Living the past in the present
by Anna Vivienne firstname.lastname@example.org. Posted on July 22, 2012, Sunday
VISITING Maranjak Longhouse Lodge at Kampung Bavanggazo, Matunggong, 40km from Kudat, Sabah, has always been an eye-opening experience for me because of the people’s lifestyle and culture which are a throwback to the days of yore.
It never ceases to amaze me that in the old days, a village could be made up of a couple of longhouses with hundreds of people living together in harmony.
They planted padi or went hunting together. There were births, deaths and marriages but all the celebrations and mournings were held within the close-knit community.
At that time, one longhouse could be housing more than 70 families with their own space and rooms, much like the modern terrace houses, but with communal halls built on stilts.
According to Jackson Utaray Sogunting, construction of the Longhouse Lodge Maranjak was based on the concept of the traditional Rungus longhouse.
“It is not occupied by any families now because it is solely for visitors but concept is the same.
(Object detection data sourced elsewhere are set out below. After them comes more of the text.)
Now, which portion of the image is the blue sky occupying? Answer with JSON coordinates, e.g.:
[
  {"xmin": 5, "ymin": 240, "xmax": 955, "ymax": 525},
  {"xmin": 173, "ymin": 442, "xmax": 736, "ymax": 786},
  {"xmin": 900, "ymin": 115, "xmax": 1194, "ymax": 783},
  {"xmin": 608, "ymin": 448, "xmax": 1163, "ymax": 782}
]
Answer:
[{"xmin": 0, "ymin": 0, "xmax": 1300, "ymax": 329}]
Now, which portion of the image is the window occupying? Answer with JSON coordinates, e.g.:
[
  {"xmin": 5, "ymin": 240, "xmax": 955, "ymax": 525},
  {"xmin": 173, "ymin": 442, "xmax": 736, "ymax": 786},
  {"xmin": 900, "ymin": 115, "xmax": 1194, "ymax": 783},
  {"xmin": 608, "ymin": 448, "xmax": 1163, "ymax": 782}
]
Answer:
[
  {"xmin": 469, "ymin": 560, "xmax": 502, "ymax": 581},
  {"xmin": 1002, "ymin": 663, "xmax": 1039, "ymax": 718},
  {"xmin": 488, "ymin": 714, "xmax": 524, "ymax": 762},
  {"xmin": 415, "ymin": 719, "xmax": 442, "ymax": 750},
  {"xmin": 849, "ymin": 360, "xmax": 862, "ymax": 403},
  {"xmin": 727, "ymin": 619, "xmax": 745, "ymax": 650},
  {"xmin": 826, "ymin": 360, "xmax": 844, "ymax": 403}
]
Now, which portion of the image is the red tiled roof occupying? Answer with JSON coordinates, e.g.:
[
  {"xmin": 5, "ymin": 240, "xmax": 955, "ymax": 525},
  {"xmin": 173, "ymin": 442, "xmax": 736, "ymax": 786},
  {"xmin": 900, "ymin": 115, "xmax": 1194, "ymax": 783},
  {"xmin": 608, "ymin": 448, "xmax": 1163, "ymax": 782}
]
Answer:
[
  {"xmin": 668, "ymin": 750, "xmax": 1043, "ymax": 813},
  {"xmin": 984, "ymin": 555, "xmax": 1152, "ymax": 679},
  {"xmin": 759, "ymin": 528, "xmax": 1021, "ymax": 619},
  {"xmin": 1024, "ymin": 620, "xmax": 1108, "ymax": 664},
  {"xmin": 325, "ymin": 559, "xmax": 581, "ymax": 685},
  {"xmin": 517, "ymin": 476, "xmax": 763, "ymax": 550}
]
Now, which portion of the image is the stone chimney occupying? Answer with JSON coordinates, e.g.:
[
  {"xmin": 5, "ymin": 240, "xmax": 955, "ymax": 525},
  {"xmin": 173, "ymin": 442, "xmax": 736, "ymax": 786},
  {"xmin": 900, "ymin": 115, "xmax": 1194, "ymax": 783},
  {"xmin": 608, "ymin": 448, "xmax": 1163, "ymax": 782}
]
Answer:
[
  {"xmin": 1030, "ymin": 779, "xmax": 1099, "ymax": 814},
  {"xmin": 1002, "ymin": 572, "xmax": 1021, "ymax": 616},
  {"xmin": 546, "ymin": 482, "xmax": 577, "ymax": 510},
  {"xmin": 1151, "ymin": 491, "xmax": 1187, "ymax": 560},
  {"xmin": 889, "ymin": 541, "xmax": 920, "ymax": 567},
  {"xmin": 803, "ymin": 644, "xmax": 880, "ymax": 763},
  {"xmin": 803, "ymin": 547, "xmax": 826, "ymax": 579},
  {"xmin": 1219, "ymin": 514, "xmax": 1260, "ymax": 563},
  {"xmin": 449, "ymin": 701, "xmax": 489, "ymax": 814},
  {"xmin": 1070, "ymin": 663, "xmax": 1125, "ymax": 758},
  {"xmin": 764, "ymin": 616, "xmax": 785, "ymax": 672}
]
You don’t see many rooms as the design follows the traditional longhouse.
“I’m sure it’s unique to our guests although there are still quite a number of longhouses in the area that are occupied by our people,” said the 47-year-old who is a relative of the Lodge’s owner, Maranjak Malarag.
Jackson said the idea was to show guests the Rungus lifestyle of yesteryear and their ingenuity in building homes with their unique architecture.
The Rungus longhouse is different from the Murut longhouse as the former is lower on shorter stilts, and pudgy, being wider.
Jackson also said the community wanted to ensure the younger generation know about their traditional architecture and preserve it for posterity.
“It’s a heritage worth keeping,” he added.
In the past, building materials were gathered from selected hardwoods in the jungle, bamboo plants and palm fronds. The abode could be added on as new families arrived.
During my first visit to the longhouse several years ago, I saw a contraption outside the building that looked like a bubuh (fish trap).
I later learned the contraption had a more sombre function. It seemed back then that the punishment for incest was a slow agonising death – by drowning.
The perpetrators were placed in the bubuh and thrown into the river or sea. Any offspring from the illicit liaision were also subjected to the same fate.
The ruling was in force until the late 1950’s – just before independence. This form of punishment may seem harsh now but it kept the people in line during those days.
It is commendable the Maranjak longhouse is putting the bubuh on display as a reminder to the people not forget their past and how life was back then. It will also ensure the people do not forget their adat or laws of life.
Jackson said cultural heritage of the Rungus was not the only thing they shared but also Nature. The Lodge provides activities such as jungle trekking, mountaineering, cycling as well camping in the jungle.
Traditional music and dances such as sumandai-mogigol and manaradan (warrior dance) are on the entertainment programme as well.
“We also serenade guests with traditional music such as the sundatang or turali,” Jackson said, adding that the sundatang is a string instrument similar to a guitar and the turali is a nose-blown pipe that gives out a high-pitched but rather plaintive sound.
The people usually carry out these activities in the morning when the atmopshere can be hauntingly beautiful. Traditional cuisine are also provided for tourists.
Souvenir hunters can get many types of mementos from a handicraft stall near the longhouse. These include beadworks, traditional musical instruments and woven clothes, among others.
Jackson said the Lodge had hosted thousands of tourists over the years, adding that they were always receptive to its offerings.
The Lodge can accommodate up to 100 people at any one time. And those who want to experience Rungus cultures, traditions and food can visit the Maranjak Homestay.
Guests can visit various places of interest such as Sumangkap, well for its gong-makers, the Honey Bee Farm of Gombizau and the bead makers at Tinagol.